フィッシャー=ディースカウが気にくわんがしょうがない。
ゼーフリートのスザンナはフルトヴェングラー盤でお馴染み、カペッキのフィガロとシュターダーの伯爵夫人は珍しい配役ではないか?
パウル・クーエンは「ニーベルングの指環」のミーメでお馴染み。
さて、弦のトレモロの強調にちょっとびっくりするが、細かいところまでおろそかにしない、いつもの峻厳なフリッチャイ節だが、その分若干このオペラの愉悦さ、躍動感、流動感に欠けるところが無きにしも非ず。
歌手陣であるが、その珍しいフィガロ、カペッキは、ヴェルディ・バリトンのような声質と、悪達者フィッシャー=ディースカウも真っ青な過剰演技。E・クライバー盤の立派過ぎるシエピのフィガロも違和感があったが、こちらはそれ以上に「フィガロではない」感が凄い。

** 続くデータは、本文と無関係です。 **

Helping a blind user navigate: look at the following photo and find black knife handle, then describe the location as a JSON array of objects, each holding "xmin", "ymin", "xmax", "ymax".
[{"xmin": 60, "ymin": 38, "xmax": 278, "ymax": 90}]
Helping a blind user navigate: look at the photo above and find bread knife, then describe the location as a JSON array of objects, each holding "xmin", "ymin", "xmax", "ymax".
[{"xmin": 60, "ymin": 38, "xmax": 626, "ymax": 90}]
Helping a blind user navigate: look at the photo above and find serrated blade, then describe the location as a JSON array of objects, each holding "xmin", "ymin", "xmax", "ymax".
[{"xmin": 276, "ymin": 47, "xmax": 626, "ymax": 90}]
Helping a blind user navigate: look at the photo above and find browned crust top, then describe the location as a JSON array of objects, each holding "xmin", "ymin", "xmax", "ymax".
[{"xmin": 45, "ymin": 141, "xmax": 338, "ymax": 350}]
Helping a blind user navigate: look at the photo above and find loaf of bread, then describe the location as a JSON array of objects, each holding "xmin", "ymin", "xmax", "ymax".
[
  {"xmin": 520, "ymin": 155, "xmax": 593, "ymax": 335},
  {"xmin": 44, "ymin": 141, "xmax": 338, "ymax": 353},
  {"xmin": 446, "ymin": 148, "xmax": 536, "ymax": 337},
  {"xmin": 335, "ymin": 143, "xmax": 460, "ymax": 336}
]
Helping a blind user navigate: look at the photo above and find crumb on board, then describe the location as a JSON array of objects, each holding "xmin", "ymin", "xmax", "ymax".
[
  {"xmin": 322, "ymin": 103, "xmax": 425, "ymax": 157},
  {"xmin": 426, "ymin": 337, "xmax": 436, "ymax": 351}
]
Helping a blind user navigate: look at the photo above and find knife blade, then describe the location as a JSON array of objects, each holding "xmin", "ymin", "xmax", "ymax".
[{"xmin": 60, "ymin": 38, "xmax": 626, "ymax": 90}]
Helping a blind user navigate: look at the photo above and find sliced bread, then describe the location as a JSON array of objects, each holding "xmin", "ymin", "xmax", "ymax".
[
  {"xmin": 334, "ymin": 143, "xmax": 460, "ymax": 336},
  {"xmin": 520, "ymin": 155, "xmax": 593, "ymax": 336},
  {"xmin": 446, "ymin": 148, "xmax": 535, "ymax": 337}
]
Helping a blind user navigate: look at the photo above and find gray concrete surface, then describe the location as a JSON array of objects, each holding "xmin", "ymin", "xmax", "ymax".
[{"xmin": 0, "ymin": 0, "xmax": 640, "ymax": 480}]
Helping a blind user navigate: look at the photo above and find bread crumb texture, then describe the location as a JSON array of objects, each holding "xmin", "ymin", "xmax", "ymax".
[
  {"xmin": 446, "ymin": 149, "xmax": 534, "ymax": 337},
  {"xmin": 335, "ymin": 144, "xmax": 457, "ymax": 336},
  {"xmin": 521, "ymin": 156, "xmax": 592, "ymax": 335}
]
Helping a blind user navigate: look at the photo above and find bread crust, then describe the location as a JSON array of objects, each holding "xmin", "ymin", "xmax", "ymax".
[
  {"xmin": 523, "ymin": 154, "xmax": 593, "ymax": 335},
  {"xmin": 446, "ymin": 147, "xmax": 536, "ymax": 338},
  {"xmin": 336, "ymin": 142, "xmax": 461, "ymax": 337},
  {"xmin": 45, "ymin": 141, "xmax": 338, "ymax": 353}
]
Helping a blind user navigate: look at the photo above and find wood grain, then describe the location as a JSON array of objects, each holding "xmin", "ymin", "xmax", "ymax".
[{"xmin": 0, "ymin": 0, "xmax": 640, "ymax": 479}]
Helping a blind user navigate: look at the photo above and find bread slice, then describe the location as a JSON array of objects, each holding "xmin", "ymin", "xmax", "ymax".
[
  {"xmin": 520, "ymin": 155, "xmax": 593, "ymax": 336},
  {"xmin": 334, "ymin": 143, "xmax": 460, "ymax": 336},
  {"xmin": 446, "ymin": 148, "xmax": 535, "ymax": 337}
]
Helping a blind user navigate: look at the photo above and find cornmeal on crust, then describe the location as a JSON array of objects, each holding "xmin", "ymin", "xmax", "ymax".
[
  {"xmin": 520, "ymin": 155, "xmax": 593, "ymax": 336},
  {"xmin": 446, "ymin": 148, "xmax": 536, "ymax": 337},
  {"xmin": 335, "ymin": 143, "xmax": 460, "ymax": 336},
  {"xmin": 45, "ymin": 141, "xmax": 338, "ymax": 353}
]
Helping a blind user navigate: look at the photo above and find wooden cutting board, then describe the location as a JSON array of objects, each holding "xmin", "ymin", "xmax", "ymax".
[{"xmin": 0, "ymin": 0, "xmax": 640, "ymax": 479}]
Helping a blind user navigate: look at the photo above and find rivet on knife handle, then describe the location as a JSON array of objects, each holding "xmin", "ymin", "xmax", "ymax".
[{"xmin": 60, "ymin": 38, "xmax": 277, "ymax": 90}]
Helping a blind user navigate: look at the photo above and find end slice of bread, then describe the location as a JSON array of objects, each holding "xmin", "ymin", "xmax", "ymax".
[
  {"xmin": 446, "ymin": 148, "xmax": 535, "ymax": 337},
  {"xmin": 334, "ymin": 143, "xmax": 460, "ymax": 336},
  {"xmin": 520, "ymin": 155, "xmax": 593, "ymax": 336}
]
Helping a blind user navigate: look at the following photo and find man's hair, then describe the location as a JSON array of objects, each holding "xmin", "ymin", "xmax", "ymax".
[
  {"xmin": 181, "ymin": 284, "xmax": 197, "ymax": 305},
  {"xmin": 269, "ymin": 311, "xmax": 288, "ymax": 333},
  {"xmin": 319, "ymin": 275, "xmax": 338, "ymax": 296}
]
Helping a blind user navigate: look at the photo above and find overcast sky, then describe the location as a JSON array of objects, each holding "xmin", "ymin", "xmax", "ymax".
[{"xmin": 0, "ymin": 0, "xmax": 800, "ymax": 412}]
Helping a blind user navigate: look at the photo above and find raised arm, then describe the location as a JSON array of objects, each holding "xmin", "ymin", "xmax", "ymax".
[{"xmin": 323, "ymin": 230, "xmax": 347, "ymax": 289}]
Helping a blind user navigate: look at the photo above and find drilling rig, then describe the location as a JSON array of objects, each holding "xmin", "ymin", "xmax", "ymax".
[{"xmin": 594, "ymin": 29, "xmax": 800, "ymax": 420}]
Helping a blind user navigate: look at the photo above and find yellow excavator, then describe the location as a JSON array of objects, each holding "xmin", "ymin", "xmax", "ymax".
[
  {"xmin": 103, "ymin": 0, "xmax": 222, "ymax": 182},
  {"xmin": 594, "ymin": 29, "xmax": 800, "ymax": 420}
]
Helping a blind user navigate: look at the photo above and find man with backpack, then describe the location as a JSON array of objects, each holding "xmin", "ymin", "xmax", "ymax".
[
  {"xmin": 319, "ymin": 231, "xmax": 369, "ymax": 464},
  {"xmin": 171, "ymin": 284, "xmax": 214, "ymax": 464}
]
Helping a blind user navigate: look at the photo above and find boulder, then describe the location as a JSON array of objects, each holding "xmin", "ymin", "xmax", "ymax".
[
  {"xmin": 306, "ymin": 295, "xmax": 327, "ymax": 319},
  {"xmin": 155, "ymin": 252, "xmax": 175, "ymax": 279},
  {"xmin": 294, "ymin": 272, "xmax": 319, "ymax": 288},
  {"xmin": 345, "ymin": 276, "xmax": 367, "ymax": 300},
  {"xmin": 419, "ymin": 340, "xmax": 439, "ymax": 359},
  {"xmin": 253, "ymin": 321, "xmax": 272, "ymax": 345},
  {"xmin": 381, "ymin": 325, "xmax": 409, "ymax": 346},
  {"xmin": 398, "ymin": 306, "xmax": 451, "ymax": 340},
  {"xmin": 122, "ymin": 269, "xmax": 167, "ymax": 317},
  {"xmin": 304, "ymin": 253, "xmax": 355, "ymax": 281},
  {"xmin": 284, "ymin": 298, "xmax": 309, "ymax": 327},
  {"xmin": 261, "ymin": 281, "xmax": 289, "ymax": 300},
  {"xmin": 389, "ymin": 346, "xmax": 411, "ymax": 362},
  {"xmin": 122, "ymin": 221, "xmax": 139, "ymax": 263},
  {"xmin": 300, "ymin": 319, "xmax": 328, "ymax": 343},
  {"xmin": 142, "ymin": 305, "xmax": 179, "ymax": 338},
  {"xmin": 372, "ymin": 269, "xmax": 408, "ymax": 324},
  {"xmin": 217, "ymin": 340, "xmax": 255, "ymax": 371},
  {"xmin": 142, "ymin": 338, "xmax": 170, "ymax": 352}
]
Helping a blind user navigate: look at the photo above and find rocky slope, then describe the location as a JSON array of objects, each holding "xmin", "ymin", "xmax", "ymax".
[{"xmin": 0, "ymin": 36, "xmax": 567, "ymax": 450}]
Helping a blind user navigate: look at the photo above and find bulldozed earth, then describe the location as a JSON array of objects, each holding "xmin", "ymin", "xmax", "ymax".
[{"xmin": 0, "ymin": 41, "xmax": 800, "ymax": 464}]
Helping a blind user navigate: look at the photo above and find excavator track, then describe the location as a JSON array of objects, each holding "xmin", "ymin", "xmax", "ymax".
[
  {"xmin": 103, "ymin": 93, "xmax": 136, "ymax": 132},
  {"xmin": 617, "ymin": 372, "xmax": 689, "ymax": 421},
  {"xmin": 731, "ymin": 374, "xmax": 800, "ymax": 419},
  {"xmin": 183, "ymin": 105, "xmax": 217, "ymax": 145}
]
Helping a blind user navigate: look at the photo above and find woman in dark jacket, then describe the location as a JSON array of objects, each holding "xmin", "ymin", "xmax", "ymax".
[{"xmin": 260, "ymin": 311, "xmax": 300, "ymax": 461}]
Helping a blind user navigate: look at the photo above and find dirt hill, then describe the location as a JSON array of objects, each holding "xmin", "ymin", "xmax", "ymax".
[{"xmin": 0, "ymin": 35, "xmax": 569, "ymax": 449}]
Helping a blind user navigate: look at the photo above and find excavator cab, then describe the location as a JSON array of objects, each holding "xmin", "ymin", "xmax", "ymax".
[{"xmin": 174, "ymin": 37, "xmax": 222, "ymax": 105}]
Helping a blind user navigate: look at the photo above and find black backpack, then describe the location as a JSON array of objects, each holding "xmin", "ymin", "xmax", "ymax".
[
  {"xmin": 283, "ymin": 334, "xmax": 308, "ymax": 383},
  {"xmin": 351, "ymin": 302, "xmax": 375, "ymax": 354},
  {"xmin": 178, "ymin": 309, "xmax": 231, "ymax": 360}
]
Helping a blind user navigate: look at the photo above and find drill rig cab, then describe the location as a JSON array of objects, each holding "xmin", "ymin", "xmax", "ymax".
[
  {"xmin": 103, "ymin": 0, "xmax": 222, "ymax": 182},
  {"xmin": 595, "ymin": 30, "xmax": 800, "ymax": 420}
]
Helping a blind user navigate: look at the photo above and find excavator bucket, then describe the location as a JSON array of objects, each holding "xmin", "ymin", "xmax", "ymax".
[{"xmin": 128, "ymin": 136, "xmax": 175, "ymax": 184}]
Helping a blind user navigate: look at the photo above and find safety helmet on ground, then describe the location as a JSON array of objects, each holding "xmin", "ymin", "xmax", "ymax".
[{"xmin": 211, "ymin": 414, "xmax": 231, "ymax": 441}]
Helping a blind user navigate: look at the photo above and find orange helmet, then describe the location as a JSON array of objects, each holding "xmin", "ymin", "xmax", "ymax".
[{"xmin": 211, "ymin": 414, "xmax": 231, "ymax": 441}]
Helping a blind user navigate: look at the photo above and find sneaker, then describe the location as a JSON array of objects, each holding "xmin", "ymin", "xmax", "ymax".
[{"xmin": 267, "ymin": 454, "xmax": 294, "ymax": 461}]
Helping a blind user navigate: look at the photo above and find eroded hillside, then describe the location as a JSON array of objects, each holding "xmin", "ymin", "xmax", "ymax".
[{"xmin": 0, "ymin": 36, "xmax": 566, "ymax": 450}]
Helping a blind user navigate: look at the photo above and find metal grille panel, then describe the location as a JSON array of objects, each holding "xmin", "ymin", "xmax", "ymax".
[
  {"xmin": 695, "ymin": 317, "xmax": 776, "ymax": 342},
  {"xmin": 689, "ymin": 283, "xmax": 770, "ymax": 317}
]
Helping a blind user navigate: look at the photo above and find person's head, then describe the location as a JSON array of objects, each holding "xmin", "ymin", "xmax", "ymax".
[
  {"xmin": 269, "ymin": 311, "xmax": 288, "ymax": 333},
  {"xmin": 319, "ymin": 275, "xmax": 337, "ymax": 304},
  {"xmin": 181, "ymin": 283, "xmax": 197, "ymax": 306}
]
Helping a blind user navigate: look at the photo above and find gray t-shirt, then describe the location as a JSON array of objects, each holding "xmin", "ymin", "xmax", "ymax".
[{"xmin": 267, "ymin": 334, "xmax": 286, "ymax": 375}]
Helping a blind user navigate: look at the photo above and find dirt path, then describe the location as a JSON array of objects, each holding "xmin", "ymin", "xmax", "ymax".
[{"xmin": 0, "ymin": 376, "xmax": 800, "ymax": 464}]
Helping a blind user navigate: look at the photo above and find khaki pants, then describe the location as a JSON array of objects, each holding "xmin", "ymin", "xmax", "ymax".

他の歌手もそれにつられたか、ところどころ耳障りなほど演技過剰。
ケルビーノは少年ではなくおばさん。
シュターダーの伯爵夫人は、強烈な個性には欠けるが、声質と音程の安定感が、個人的には今まで聴いた伯爵夫人の中では上位に入る。
いろいろ文句を書いたが、フリッチャイだけとれば、私の「フィガロの結婚」のベスト、ベーム盤2種(1966)(19980 DVD)に次ぐ演奏と言える。